Sunday morning I was prepared a delicious American-style breakfast, chatted some more with the parents, and they sweetly drove me to the local JR stop train so I could head to Yokohama.
I was shocked how easy it was to get to Yokohama. It’s about 30 miles from Tokyo yet trains leave every few minutes from a bunch of stations. I doubt anyone would have to even check a commuter line schedule or anything like that. Plus Google maps lays out everything perfectly for you on the Tokyo subways. Amazing. I arrived at Ishikawacho station and was met at the south gate by Hiromi and Manami Kaneko. They took me back to their apartment building where, on the first floor, they showed me their confection shop that had been in their family for four generations!
Tons of great sweets, almost all hand-made on the premises. Hiromi went to school for two years to study the art of confectionary. Of course I tried to buy a bunch of stuff, and she didn’t let me pay. She took me upstairs to the third floor and prepared me a delicious lunch of noodles, egg, ham, and some vegetables. We all spoke about lots of stuff, but when it came to Miyamoto, Manami said the same thing: his lesson was to never give up and that sometimes you have to struggle with hard problems. This is what makes you strong.
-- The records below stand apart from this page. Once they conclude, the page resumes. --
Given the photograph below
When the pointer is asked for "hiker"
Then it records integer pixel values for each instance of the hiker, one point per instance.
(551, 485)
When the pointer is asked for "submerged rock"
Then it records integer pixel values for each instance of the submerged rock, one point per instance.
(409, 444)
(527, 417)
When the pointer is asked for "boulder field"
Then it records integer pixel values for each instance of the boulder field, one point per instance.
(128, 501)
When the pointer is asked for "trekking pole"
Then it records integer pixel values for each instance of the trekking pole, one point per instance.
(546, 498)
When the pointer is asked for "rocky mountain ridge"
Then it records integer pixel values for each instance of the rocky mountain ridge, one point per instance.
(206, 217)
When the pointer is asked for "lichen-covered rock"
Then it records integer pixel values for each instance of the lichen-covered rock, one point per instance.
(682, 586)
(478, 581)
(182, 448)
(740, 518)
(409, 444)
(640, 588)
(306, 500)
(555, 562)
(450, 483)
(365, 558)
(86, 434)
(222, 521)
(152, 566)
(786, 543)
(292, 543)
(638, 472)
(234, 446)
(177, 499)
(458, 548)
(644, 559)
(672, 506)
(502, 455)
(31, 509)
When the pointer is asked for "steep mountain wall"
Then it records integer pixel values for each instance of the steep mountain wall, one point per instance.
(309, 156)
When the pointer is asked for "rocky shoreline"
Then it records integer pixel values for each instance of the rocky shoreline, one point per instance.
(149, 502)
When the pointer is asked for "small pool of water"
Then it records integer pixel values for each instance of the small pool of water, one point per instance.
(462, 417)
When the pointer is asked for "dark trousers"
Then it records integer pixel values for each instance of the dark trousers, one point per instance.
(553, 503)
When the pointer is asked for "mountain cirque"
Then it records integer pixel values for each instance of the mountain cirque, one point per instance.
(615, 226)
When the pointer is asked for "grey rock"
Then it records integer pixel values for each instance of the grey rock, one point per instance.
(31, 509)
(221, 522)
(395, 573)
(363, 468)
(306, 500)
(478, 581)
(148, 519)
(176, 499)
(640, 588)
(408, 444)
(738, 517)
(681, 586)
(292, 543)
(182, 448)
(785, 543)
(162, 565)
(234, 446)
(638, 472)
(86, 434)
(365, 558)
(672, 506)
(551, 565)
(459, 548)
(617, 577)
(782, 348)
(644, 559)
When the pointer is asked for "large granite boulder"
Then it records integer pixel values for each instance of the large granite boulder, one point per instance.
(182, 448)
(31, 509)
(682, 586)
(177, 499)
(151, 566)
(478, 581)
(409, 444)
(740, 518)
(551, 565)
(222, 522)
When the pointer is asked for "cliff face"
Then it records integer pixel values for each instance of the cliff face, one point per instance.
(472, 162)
Does he ever say that? No. It’s just the ethos of the class.
I capped off my marathon day of travel (and eating) with dinner near Togoshiginza station back in Tokyo. Apparently the longest shopping street in Japan is here, but it was just too hot and I was too tired from running around to explore it. I was met at the train station by Misa Ro, one of Miyamoto’s former students who now goes to a very prestigious high school, and one of her friends. Her friend couldn’t stop making fun of her for not doing her homework. Misa didn’t deny it. She says she just doesn’t like or do homework. All of her teachers know it, and her mom was clearly not happy when the subject came up. It was a bit of a departure in attitude from the other students, but it seemed to work for her. I’m sure Miyamoto sensei knows this, and I kind of appreciate him not setting me up with only ambitious, overly-studious, students.
We at delicious Korean BBQ on their roof and enjoyed some casual conversation.
When Miyamoto sensei came up in conversation, it was the same theme: never give up, struggle, concentrate. This makes you strong. It got more powerful every time I heard it. I gave both of the students a view gifts from Annie’s Blue Ribbon General Store, and I went on my way. It was a long day but one full of great sights and insights.